BIOS: Phoenix Server BIOS 2 Release 6.0


 2001年12月9日に意を決して購入した、筆者にとって初のEV6バスプロトコル対応マザーボード。

 見ての通りAMD-762+AMD-766によるAMD-760MPチップセット搭載のDual Socket Aマザーボードで、64bit 33MHz PCIスロットを4本搭載している以外は特に取り立てて目立った特徴の無い製品である。

 これは、AMD-760MP搭載マザーボードとしては記念すべき世界初の製品として2001年夏に出荷開始されたS2462 Thunder K7の簡略化版で、同製品に搭載されていたオンボードデバイス各種(2ch Ultra 160 SCSI・2ch 100Base-TX LAN・VGAコントローラ)が省略され、PCIスロットの構成が変更(64bit 33MHz PCI 5本 → 64bit 33MHz PCI 4本+32bit 33MHz PCI 2本)されているが、引き替えにボードサイズの縮小(拡張ATX → ATX)と電源の汎用化(注1)による実用性の大幅な向上を実現している。

 実はこの製品、購入前にネット上で収集した情報によればメモリを中心に色々相性が厳しいとの事であったのだが、いざ購入して指定された条件のCPU・メモリ・電源を揃えて組んでみると拍子抜けする程ノントラブルで組み上がってしまった。

 AMD-760MPチップセットがAMD初のSMP対応チップセットである事を考えると、この安定度は上出来の部類に入ると言っても良いだろう。

 後続のAMD-760MPXチップセットと異なり、32bit 33MHz PCI接続のAMD-766サウスブリッジの関係でAMD-762が持つ64bit 66MHz駆動のPCIバスブリッジが33MHz動作を強いられるという欠点があるのは確かだが、件の760MPXでは逆に32bit 33MHz PCIがAMD-768サウスブリッジをホストとするセカンダリPCIという事になって(64bit 33MHz PCIバスは出せない)762直下のプライマリPCIバス接続に比べてほぼ確実に性能低下するし、64bit PCIでも66MHz駆動のカードと33MHz駆動のカードを混載すると結局33MHz駆動になってしまう(注2)という問題もあるので、これは必ずしも悪いとは言えないだろう。

 この辺については450GX/NXや840/860といったIntel製サーバ/ワークステーション用チップセットが良く出来ていて、プライマリで2ch以上のPCIバスコントローラを持たせて66MHzバスと33MHzバスを共存させつつ双方の性能低下を防いでいる(注3)事を思うと不満が残るが、只でさえCPUがPoint to Point接続である為にピン数が法外に多いAMD-762でこれ以上ピン数を増やす訳には行かないから、この辺は致し方あるまい。

 あるいHyper Transportの登場がもう少し早ければこの辺の問題は解決が付いたかも知れないが、開発開始時点の状況ではそこまで踏み込めなかったであろうから、やはりこれは現在の設計以外に選択肢は無かったという事なのであろう。

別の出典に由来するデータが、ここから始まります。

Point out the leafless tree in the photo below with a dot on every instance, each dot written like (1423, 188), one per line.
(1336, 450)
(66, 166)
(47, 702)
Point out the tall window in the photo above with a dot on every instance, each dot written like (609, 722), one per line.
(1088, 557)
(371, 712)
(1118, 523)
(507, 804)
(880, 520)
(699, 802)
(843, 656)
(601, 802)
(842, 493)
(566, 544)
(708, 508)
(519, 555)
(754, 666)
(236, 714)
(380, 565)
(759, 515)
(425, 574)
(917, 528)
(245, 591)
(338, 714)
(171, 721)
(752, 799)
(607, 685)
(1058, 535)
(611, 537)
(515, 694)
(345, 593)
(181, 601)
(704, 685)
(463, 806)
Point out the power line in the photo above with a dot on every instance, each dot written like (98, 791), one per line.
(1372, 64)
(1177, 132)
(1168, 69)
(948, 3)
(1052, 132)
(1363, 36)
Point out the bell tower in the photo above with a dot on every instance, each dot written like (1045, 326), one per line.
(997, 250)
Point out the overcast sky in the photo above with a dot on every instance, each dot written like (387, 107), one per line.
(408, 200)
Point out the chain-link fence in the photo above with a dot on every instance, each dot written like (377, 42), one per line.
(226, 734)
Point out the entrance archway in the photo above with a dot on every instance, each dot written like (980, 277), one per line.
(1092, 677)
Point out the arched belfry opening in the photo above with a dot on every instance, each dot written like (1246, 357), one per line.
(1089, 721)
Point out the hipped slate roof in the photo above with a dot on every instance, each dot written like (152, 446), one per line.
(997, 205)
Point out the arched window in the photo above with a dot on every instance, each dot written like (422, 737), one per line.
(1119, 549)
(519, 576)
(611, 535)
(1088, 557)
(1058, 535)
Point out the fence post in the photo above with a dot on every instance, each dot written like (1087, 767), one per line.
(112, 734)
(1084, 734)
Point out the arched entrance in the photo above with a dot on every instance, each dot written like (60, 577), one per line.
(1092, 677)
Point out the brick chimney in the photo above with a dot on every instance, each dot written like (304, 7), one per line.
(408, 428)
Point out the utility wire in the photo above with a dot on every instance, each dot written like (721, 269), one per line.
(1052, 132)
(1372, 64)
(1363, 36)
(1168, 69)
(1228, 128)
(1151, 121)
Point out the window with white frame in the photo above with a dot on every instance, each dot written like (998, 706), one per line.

 ちなみにこの製品はボード上のリビジョン表記を見ると“B”で、A”の製品が市場で混在していた事を考えると、もしかしたらこの辺の相違も安定度の差に関係しているのかも知れない。

 このボードはレイアウトの関係上CPUソケットの周囲に背の高いケミコンが林立しているが、結構大型のクーラーを装着しても干渉しない様になっており、この手のものとしてはかなり大柄な昭和アルミ(現・昭和電工)のS・Dスカイブ(SNP8060)でも特に問題なく(注4)装着出来ている。

 なお、TYANのサイトで公開されているCPU対応表を確認すると同じノースブリッジ(AMD-762)を搭載するマザーボードでも専用電源(ATX-GES)対応のThunder K7・K7XやATX 12V対応のTiger MPXでは2000+以上のAthlon MPへの対応が図られているのに対し、このボードに限ってはAthlon MP1900+までの対応とされている。

 これはこのボードが汎用のATX電源にのみ対応する為に許容される電流量がかなり厳しく制限される事による物らしく、特に電力消費量の大きなParominoコアのAthlon MPでは1900+クラスが限界(注5)である様で、そればかりか筆者の知人は接続していた電源の5V出力の電流量上限に問題があったのかMP1600+デュアルで1年ばかり連続稼働していてこのボードの電源回りで焼損事故を引き起こしているから、このボードでのParominoコアの高クロック版Athlon MP/XPの利用にあたっては電源出力の各電圧ごとの許容電流量には特に注意を要しよう。

 ちなみに、筆者はAbelcomのSP-401RA(ATX12V対応前の旧モデル)で使用していて問題が出た事は無かったが、+5Vで50Aの出力が得られるこの機種でも製造時期によっては問題が出るケースがある様だ。


 (注1):S2462ではATX-GESというこのボードの為だけに新規開発された(!)規格に対応する専用電源が必須であったが、こちらは+5Vが30A以上という条件は付くがATX 2.01以上の規格の電源で動作する。

 (注2):それを避けるには64bit 33MHz駆動のカードを32bit 33MHz PCIスロットに挿す事になるが、そうするとそのカードは性能が発揮出来なくなる。

 (注3):もっとも、840については筆者の使った範囲では32bit 33MHz PCIの性能が不十分な感がある。

 (注4):取り付け金具の固定にはコンデンサが多少邪魔で、またCPU 1の方は本当に微妙に干渉する様だが。

 (注5):ThoroughbredコアやBartonコアならばもう少し上のグレードのCPUでも問題なく動作しそうだが、高クロック版でもParominoコアが多いAthlon MPの実状を考慮すると対応表でサポート対象として公示するには問題が多い。なお、ThoroughbredコアのAthlon XP 2400+をシングルで搭載して動作する事は、一応確認している。